Data management plan - Documentation and metadata
The data management plan describes how your data will be created, handled, and rendered findable, accessible, interoperable, and genuinely usable. The key to this is the so-called basic metadata (name, authors, description, location, availability, etc.), which is filed and maintained in the research data section of the Converis research information system at the University of Jyväskylä. When the data processing is completed and the research project ends, the metadata will be published from Converis to the JYX publication archive. In JYX, the metadata will be assigned a DOI and a permanent landing page, which will contribute to the referencing, discoverability and accessibility of the data. In this way, you anticipate the future publication of metadata at this point. The publication of metadata does not require or imply the opening of the whole document, but it can be done through the same landing page.
The University's research data policy requires that this basic metadata is always published, even when the data itself cannot be made openly available.
Note that the survey data may consist of several different entities and sub groups, which can described separately and may have varying degrees of openness. The data management plan should also address this possibility. If the data are published in a location other than JYX, the basic metadata will be published in the same place. In these cases, too, the aim is to comb the base metadata into Converis and integrate it into the university's research information system dataset.

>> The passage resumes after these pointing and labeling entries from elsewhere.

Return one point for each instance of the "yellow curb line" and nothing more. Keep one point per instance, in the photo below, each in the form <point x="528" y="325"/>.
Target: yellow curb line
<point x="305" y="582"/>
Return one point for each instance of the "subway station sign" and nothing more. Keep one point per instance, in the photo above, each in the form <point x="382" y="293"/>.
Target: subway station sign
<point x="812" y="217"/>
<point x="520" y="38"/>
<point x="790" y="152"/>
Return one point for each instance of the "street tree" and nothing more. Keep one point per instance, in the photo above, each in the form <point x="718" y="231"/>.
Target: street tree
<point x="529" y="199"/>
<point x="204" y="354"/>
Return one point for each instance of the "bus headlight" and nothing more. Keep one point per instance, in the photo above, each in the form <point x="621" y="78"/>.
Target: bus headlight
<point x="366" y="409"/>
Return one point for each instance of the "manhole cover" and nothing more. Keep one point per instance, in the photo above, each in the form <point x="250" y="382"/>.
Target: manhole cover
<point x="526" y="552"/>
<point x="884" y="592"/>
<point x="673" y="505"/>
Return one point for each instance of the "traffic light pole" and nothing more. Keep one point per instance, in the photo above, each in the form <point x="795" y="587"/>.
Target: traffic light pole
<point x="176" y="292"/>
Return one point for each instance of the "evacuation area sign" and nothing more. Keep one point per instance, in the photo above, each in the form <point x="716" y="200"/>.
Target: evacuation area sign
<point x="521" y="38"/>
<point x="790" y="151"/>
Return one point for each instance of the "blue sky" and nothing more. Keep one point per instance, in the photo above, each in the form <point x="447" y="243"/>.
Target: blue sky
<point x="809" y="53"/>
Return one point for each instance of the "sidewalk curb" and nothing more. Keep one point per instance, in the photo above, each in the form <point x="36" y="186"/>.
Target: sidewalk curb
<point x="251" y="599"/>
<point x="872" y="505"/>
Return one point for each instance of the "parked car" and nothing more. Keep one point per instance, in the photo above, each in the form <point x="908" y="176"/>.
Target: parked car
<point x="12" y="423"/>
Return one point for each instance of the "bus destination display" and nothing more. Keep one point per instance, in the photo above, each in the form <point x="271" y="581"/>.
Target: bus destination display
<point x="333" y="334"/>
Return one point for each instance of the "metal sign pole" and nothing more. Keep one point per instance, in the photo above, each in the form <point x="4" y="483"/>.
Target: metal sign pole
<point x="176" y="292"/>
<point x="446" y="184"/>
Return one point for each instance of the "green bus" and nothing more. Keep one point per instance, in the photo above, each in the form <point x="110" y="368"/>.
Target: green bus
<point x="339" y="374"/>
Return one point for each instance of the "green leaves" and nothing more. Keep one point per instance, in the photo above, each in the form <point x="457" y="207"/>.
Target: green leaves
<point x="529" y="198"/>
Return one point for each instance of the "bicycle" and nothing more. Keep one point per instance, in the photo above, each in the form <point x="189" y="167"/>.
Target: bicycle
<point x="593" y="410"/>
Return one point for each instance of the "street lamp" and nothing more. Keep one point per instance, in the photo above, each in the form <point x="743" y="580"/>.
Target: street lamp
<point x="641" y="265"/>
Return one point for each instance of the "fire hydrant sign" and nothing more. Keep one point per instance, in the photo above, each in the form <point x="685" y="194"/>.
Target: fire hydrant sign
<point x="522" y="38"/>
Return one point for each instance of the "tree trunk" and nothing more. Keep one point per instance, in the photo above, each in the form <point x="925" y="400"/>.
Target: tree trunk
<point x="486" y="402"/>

Documentation of your data is key to the (re)usability and interoperability of your data. Documentation ensures the transparency, reproducibility and usability of your research. It also allows other users (both human and computer) to find and use the files. Without timely documentation, the data soon ends up incomprehensible and hence unusable.
Your records management plan should explain what your records consist of, how they are created, where they are stored and where they may be published.
The most common forms of documentation are systematic README.txt files, field and laboratory diaries, technical metadata from lab equipment, documentation fields in analysis software such as Jupyter, data inventories, annotations, and log files. The list goes on.